On 23 July 2022 the World Health Organisation (WHO) declared monkeypox a global Public Health Emergency of International Concern (PHEIC).
ITF maritime coordinator Jacqueline Smith said: 'I sincerely hope that this declaration does not result in any restrictions for seafarers, and you can be assured that should this be the case we will argue robustly against any such measures.’
Seafarers are encouraged to let the ITF know via affiliates how the disease is being managed in the transport sector. Nautilus members should contact their Union official.
Currently, most reported cases of monkeypox are Europe.

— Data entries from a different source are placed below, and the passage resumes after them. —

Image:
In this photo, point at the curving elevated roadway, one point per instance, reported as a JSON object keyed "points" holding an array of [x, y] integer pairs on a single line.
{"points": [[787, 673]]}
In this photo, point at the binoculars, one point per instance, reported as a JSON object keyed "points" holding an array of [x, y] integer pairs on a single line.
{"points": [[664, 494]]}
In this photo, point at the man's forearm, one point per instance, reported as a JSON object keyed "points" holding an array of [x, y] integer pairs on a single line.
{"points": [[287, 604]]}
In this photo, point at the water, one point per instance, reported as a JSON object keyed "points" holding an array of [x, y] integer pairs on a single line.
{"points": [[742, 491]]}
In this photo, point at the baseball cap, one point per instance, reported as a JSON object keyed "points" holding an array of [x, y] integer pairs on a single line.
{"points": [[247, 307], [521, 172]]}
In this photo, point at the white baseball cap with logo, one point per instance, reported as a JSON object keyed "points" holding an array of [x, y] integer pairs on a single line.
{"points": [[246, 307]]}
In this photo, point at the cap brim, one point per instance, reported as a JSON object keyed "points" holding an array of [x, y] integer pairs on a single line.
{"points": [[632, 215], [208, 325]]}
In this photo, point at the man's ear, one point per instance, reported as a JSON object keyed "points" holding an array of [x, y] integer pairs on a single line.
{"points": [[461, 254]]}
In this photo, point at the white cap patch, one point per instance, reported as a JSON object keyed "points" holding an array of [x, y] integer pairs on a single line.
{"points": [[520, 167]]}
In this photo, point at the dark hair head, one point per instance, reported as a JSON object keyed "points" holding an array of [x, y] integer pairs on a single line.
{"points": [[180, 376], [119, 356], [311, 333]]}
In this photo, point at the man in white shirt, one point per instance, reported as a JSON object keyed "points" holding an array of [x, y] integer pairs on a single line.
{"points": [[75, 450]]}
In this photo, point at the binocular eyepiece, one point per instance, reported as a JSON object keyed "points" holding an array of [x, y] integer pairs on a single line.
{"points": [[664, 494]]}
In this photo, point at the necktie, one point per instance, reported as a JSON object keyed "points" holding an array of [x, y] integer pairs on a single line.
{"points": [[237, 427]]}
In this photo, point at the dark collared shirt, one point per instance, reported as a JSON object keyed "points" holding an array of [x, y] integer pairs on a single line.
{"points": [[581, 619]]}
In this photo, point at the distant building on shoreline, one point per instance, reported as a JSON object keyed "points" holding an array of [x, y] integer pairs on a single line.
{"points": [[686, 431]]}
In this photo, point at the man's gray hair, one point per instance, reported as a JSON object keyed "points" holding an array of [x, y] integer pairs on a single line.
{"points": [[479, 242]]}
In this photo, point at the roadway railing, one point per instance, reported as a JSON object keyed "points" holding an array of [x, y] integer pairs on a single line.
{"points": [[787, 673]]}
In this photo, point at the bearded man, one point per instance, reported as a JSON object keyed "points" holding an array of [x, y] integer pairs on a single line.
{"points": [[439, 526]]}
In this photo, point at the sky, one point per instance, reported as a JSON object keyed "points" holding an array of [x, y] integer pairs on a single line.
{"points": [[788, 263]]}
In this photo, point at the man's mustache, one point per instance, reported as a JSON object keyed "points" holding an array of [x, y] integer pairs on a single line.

WHO made a series of temporary recommendations for countries dealing with outbreaks of monkeypox and those currently with no history of the disease or not having detected a case in 21 days.
People with symptoms of monkeypox should avoid any travel, with certain exemptions - including emergency medical care or 'fleeing from life threatening situations', until they are determined to be no longer constituting a public health risk.
WHO advises against any additional general or targeted international travel-related measures other than those recommendations specified for international travel and contact tracing.
Monkeypox is a viral 'zoonotic disease', clinically resembling smallpox, which is transmitted to humans through close contact with an infected person or animal, or with material contaminated with the virus. The virus typically presents clinically with fever, rash and swollen lymph nodes and may lead to a range of medical complications. Vaccines used during the smallpox eradication programme also provided protection against monkeypox. Newer vaccines have also been developed of which one has been approved for prevention of monkeypox.